JUDGING FROM presidential hopeful Bill Bradley's uninspired speech at Seattle Central Community College on Wednesday evening, February 23 (not to mention the low-key audience), it's apparent that the Democratic race is not where the action is. Watching softy Bradley split hairs over who's got more environmental and pro-choice cred, he or Clinton's stiff right-hand man, is a yawner. Bradley is, however, caught up in one of the most interesting political standoffs in years: a battle with Republican insurgent John McCain over what should be Bradley's bread and butter -- dissatisfied Democrats and maverick Independent voters. That group, however, made up more than 50 percent of McCain's victory numbers in Michigan last week.

Washington, home of more than a few self-proclaimed free thinkers, is the perfect place for McCain and Bradley to duke it out over this turn-of-the-century block of voters. (Tuesday's results -- thanks to our state's convoluted nominating process -- carry little weight. Most of Washington's delegates to the summer's presidential nominating conventions won't be selected until our March 7 caucuses. Only 12 Republican delegates out of 37 were scooped up on Tuesday. No Democratic delegates were pledged.)

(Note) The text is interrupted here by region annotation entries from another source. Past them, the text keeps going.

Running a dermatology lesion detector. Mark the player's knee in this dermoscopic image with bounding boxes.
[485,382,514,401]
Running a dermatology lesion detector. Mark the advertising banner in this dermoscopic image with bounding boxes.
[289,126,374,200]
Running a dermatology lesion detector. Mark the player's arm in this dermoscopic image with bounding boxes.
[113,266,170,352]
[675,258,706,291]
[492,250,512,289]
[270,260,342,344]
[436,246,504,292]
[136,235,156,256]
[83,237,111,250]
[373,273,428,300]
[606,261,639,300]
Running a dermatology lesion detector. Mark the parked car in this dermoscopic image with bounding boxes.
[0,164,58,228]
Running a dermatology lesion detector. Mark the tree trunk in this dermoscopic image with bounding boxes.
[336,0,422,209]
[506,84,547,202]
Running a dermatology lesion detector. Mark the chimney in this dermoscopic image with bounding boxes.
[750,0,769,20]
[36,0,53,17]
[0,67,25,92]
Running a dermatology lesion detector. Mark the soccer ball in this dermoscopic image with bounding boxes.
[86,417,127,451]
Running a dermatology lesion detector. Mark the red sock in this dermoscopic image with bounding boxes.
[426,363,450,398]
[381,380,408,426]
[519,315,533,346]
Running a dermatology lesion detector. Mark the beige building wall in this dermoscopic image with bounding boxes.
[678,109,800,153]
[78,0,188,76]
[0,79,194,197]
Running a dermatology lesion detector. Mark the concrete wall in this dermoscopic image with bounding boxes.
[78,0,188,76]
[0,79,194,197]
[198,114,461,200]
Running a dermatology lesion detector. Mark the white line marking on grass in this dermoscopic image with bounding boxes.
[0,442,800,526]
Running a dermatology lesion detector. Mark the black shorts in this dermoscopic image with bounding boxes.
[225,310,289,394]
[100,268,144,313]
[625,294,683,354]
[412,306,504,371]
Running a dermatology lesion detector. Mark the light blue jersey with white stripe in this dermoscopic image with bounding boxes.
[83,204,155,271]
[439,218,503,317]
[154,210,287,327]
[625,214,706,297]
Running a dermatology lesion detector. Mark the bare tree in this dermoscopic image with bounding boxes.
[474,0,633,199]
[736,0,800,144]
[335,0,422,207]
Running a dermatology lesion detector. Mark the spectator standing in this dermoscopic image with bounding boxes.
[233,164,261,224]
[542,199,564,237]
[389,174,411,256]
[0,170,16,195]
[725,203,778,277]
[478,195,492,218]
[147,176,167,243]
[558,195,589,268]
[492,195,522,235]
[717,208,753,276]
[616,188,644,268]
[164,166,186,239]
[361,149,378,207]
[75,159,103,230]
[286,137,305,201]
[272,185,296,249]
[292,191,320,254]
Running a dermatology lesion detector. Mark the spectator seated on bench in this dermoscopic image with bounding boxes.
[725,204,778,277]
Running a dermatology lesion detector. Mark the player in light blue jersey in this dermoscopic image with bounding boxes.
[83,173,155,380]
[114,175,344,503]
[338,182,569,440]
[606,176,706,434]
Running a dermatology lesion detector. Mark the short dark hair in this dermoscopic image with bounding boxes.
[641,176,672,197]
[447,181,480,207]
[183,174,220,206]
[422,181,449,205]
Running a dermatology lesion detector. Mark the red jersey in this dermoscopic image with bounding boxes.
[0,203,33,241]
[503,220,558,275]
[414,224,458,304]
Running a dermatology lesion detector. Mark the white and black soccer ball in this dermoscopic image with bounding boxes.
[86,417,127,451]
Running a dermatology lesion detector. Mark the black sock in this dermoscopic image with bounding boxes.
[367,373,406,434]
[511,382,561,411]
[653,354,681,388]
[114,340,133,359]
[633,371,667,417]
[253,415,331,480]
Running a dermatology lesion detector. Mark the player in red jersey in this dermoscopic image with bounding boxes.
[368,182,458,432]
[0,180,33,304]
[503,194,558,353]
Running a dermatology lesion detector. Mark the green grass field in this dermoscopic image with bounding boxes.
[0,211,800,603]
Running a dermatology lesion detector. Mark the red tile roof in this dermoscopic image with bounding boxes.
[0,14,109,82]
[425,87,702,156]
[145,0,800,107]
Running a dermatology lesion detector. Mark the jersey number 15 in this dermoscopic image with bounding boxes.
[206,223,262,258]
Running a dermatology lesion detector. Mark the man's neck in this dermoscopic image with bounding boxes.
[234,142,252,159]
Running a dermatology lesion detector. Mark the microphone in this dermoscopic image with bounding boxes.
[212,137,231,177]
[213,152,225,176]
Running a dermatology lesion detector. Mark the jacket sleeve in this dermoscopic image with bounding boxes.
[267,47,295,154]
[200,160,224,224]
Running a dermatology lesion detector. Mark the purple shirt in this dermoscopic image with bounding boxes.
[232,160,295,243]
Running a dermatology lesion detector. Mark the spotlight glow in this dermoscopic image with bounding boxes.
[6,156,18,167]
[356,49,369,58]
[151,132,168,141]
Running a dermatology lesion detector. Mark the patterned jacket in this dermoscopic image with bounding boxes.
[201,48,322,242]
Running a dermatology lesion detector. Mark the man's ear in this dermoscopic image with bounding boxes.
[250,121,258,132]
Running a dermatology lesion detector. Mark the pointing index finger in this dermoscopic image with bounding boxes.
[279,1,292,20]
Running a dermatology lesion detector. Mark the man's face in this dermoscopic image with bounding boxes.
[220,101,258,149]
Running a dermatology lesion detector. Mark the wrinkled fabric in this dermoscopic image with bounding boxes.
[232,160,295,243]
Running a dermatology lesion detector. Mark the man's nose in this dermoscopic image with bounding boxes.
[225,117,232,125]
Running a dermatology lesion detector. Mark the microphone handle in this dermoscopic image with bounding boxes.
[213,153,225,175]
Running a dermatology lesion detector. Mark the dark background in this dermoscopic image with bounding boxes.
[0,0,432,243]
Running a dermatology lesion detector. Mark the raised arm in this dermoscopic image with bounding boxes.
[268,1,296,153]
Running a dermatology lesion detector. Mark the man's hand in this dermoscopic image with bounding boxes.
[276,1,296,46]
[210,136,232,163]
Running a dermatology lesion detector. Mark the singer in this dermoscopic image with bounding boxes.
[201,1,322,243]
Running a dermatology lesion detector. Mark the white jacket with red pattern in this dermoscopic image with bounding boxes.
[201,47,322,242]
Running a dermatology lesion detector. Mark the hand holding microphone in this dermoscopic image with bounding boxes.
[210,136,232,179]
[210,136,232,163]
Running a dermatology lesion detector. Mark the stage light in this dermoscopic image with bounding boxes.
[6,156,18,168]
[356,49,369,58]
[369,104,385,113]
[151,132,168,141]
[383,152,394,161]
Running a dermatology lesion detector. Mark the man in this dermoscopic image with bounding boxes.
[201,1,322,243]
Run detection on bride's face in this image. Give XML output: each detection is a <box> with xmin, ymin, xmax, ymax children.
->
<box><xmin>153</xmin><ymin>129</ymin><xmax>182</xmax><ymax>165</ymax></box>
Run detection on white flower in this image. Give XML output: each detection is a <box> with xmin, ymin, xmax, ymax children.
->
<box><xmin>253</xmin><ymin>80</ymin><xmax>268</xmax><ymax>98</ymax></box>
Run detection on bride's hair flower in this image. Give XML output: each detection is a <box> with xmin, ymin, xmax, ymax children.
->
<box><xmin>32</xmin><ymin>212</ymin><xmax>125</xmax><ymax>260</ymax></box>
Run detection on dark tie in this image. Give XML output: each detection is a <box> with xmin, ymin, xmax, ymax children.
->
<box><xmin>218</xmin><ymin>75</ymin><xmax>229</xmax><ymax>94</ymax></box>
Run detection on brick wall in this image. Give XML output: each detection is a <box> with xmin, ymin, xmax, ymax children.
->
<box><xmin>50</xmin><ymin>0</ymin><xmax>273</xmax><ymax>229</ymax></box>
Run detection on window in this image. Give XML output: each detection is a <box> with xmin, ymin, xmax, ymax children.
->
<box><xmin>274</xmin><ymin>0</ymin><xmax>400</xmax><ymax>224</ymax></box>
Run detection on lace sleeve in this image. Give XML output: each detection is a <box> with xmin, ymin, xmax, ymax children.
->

It's not clear how the Bradley-McCain scrap will shake down at next Tuesday's more important caucuses, when the remainder of the Republican delegates and all of the Democratic delegates are chosen. Bornwyn Coltrane, who showed up at SCCC to hear Bradley, hasn't decided whom she'll ultimately vote for. The 27-year-old Democrat from Queen Anne is a teacher, and appreciates Bradley's vow to double Title I funding for schools. But she also thinks that, for a Republican, McCain is an attractive candidate. "I think he's real," she says.

"I would love to see a Bradley-McCain race," says 52-year-old Bradley campaign volunteer John Clift. "I think either one could threaten the other for the Independent vote." Clift identifies himself as an Independent.

Even Bradley's press secretary Eric Hauser gives McCain cred: "People see [McCain] in the same way they see Bradley, with dignity and candor."

Voters at Wednesday's McCain event at downtown's Pier 55 reveal the same mixed message. Twenty-seven-year-old Sam Hupart, an Independent who leans left, says, "John McCain isn't lying and pandering the way Gore and Bradley are." Hupart then stops and amends his quote: "Make that just Gore."

If McCain faced Gore in a general election, Hupart says he would definitely vote for McCain. But what if, somehow, it became a Bradley-McCain battle? "I'd have to think about it," Hupart responds.

The two candidates seem to be running parallel campaigns for the Independent vote, both pushing against their party rivals for definition, and blurring the categories. McCain is now alternating between former presidents Teddy Roosevelt and Reagan to show he's both more liberal and more conservative than rival George Bush Jr. Evidently, McCain's tactic is working. Bush, according to the McCain fans at Wednesday's rally, is a polo-shirt-wearing, country-club-attending frat boy -- a figurehead of the "established, rich, fat, white man." These pejoratives are usually splattered on Republicans by lefties like Ralph Nader, not by Republican senators.

Over at Bradley's basketball-court campaign stop at SCCC, the former New Jersey senator employs the same tactic. Bradley makes Gore out to be a conservative, anti-choice, pro-campaign-finance-embezzling, racist health-care dolt. Oh, and a "poster boy for the NRA." Pandering to the rebels, Bradley eventually announces that it would be Independent voters who pick the next president.

Unfortunately, at the moment, Independent voters appear to have more of a crush on McCain than Bradley. McCain may have fairly hard-line conservative politics, but he's got that... image. Prisoner of war, sincere guy, laid-back wisecracker. And more important, McCain's obsession with campaign finance reform (an issue that Bush tellingly thinks will topple the Republican party) is a signpost for a much deeper issue for expatriate Democrats: corporate power. Despite 14 years in Washington, McCain is portrayed as the outsider, the maverick, and the crossover-voting magnet. In fact, 29 percent of the Democrats who turned out in Michigan on Tuesday, February 22 voted for McCain. Forty-five percent of the Independents who turned out voted for McCain as well. More to the point, nearly 20 percent of all registered Democrats in Michigan voted for McCain.

"I'm sure we'll get significant numbers of votes in the same way that Ronald Reagan did in 1980 and 1984," McCain told The Stranger. "And no voter that I know of, with rare exception, is Machiavellian enough to say they're going to vote in a Republican primary just so they can [see that Bush is defeated]. A CNN/USA Today poll showed that I defeat Al Gore by 25 points [if the election were today]. George Bush defeats him by five points. Now, if you're only interested in a Democratic victory, then the last thing you want to see is John McCain as the nominee."